18 comments

[ 2.9 ms ] story [ 49.7 ms ] thread
This is pretty cool. We built something similar internally at a previous company - very handy to enforce good development practices, and ensure that no unreviewed code is deployed to production for security purposes.
Thanks! We started it for the same reason -- internal use. Felt like we might as well turn it into a service so other people wouldn't have to build it too!

Is there anything you learned by building your tool that would be worth us building into PullApprove?

Well, without looking past the landing page for your tool, some quick thoughts:

- "Read and write all public and private repository data" is a pretty serious github auth request for people just wanting to kick the tires of your service. Perhaps only ask for basic email address, then get additional permissions (or allow manual setup) later?

- Have you managed to prevent all commit access to master (for example if someone does a regular push to master without opening a pull request)? I'm not super familiar with how github protected branches work, but it only mentions preventing accidental force push. If there is any way to bypass this, it would be nice to have an option which auto-reverts any unauthorized changes.

- One pain point we found was where developers amended a pull request by squashing all commits and force pushing to their PR branch. We found that this was annoying having to go back and ask for another +1 from the team when the actual diff hadn't changed. To fix this we stored the sha256 of the complete diff along with the PR status, so that if a commit was amended but no code changed, it was automatically approved.

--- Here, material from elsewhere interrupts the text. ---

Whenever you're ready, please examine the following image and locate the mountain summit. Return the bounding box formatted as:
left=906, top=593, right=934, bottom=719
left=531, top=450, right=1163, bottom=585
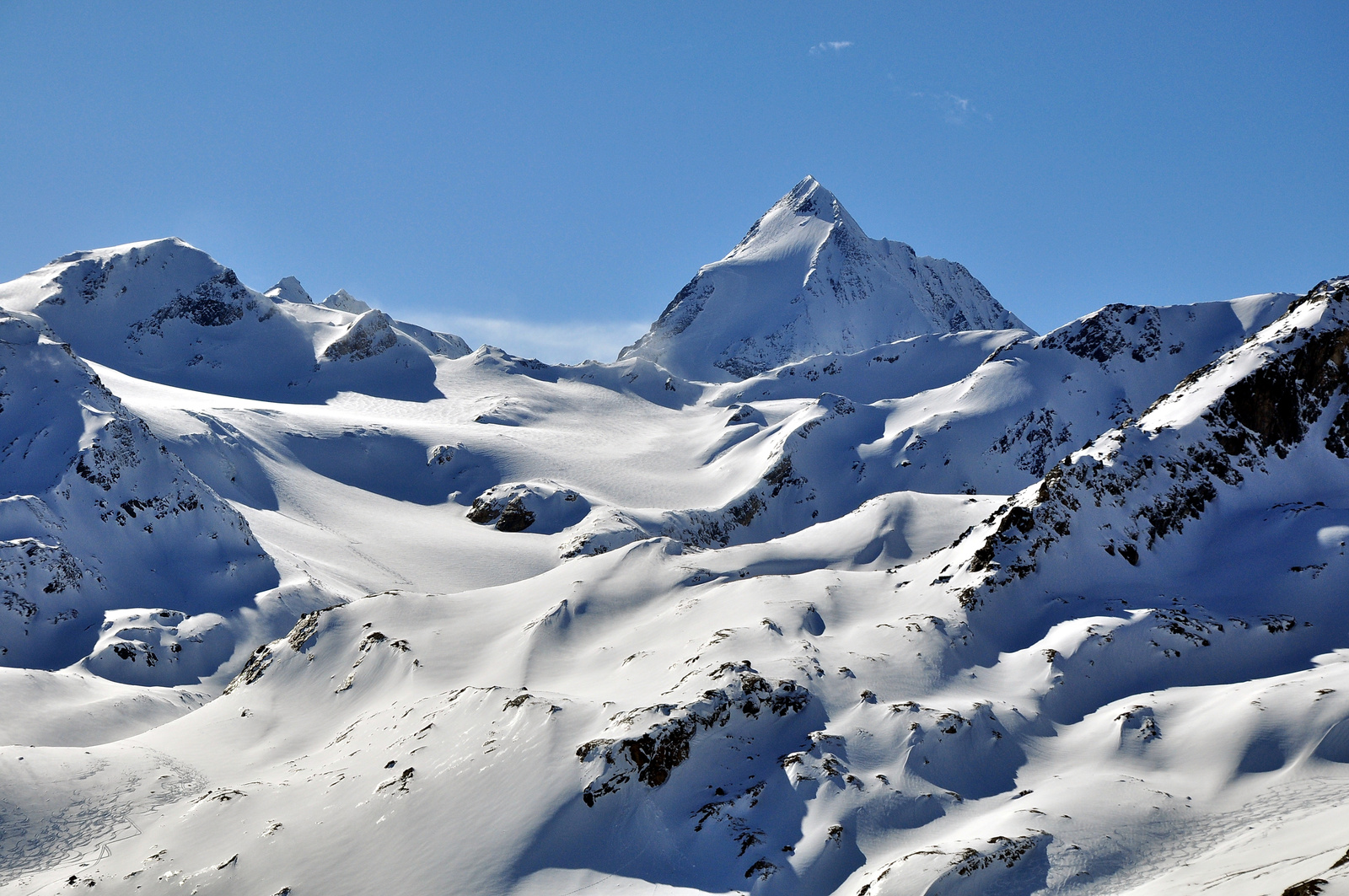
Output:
left=619, top=177, right=1029, bottom=380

- On that note, there is quite a difference between people who want to use this to encourage good development practices, and those who are using it for security audit. For example, if I make a PR, and someone nitpicks my indentation and gives a +1, then I amend my commit to fix the spacing, do I need to bug that person for another code review, or just go ahead and merge? In spirit my code has been reviewed already, but if you are trying to protect against an owned laptop being used to deploy code into production, every commit should be reviewed. I would recommend making this an option for each team (whether to simply require approval for each PR, or every single commit).

- Extra feature that would be cool: requiring multiple (or specific) approvers if you touch a certain subset of files/folders in the repo.

Awesome, thanks for the detailed feedback.

- Great point on permissions. I'm certainly going to do some digging to see how many people get turned away by that level of access. I could definitely understand if people are cautious with that, as you were, because they should be!

- The prevention of commits to master all happens via GitHub's new protected branches feature (they use Git hooks I believe). You're right, preventing force push is part of it, but the other thing it can do is require status checks (PullApprove is just another status check) on all commits to your base branch -- meaning nothing can be directly committed to the base branch, but should instead run through a pull request. Pretty interesting stuff: https://github.com/blog/2051-protected-branches-and-required...

- Thanks for sharing this one, I definitely wouldn't have thought of that without experiencing it myself.

- I'm planning on building some settings towards this. The most basic one giving an option that approval statuses go back to "pending" on new commits. It could possibly get more specific, giving an option to ignore whitespace changes etc...

- Nice idea. I'll throw this in the hopper.

Let me know if you have any other thoughts!

It would be cool too if you could set conditions on when to merge. I finish a PR it's kind of late :

Merge tomorrow 8am if tests passing etc.

Does it support a dynamic reviewer? In other words, instead of assigning a person who approves pull requests, it would allow merging if at least one other person with write access approved the code.

That would be the main use case for the company I work at, right now we're doing that manually by tagging and waiting for the response.

Currently there's two ways "approval" can be determined. 1) Approval by "any" of the reviewers means it has passed. Ex. The 3 people with write-access get chosen as the reviewers, and if any 1 of those 3 approve it, then it passes. 2) Approval by "all" of the reviewers means it has passed. Ex. Of the 3 people chose as reviewers, all 3 would have to approve the PR for it to pass.

Does that make sense? I think #1 gets at the scenario that you're talking about, but right now it doesn't automatically choose the reviewers based on who has read/write/admin access. You would just choose those people manually when you set up the repo and choose whether the rule is "anyone" can approve it or "everyone" has to approve it.

I think the scenario shadeless was describing is that the author of the PR shouldn't be able to merge but anyone else with write access could. It would be my ideal scenario as well. (You could of course bypass this by doing it in Git if you really needed to.)
Gotcha, so if three users have write access then when a PR is opened by one of them, one of the other 2 users has to approve it?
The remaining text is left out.